In essence, these brain immune cells are out to kill invaders, since
the body's immune system sent an emergency message that an invasion
had occurred. With most infections, this phase of activation last no
more than a few days to two weeks, during which time the immune system
successfully kills off the invaders.
Once that is accomplished, the immune system shuts down to allow
things to cool off and the brain to repair what damage was done by its
own immune system.
What researchers knew was that during this period of activation,
people generally feel bad and that what they experience closely
resembles depression -- a condition called "sickness behavior". Most
of us have experience this when suffering from a viral illness -- such
things as restlessness, irritability, a need to get away from people,
trouble sleeping, fatigue and difficulty thinking.
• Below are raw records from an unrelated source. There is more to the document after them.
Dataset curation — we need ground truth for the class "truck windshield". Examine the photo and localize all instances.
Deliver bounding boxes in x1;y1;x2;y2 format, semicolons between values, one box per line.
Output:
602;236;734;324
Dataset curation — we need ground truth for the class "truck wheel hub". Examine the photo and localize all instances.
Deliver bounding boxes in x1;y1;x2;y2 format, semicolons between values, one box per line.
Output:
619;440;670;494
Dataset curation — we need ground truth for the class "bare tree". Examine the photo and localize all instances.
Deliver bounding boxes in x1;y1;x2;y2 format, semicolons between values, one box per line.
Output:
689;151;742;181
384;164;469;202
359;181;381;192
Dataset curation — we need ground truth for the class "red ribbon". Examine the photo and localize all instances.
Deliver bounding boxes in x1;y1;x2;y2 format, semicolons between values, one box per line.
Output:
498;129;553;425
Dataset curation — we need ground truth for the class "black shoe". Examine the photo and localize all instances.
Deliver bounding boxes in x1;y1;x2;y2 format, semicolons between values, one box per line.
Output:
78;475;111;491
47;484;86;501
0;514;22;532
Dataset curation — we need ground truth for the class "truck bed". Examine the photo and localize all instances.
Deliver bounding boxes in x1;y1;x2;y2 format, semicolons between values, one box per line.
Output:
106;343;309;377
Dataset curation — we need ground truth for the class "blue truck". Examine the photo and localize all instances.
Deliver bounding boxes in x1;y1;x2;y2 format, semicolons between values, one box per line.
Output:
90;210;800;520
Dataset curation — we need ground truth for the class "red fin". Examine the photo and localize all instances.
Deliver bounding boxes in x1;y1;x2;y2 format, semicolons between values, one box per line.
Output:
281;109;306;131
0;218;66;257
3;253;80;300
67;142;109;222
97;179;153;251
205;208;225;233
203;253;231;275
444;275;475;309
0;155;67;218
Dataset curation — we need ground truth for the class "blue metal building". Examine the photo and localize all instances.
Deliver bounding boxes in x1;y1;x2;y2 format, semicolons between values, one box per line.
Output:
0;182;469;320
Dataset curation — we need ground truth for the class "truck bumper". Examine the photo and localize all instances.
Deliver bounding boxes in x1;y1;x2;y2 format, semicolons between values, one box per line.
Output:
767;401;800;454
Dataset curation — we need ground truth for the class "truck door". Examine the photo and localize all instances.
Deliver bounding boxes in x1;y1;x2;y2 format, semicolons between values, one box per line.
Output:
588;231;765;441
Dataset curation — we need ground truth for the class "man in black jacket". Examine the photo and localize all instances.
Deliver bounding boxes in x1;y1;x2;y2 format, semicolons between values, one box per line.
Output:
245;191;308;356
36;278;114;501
Studies have shown that there are two phases to this "sickness
behavior"; one in which we have the flu-like symptoms and a later
onset of depression-like symptoms that can last awhile. They have also
shown that all of these symptoms are due to high levels of
inflammatory cytokines in the brain, which come from activated
microglia.
A number of studies have also shown that after age 50, people have
exaggerated and prolonged "sickness behavior", much more so than
younger people. This is one of the reasons why many elderly hang onto
flu symptoms for months after exposure.
There is also another immune phenomenon that plays a major role in
vaccine-related brain injury. Researchers discovered that when you
vaccinate an animal, the brain microglia immune cells turn on
partially (called priming), that is, they are in a state of high
readiness. If the immune system is activated again soon after (days,
weeks to months), these microglia explode into action secreting levels
of their destructive chemicals far higher than normal. This
overreaction can be very destructive and make you feel very depressed.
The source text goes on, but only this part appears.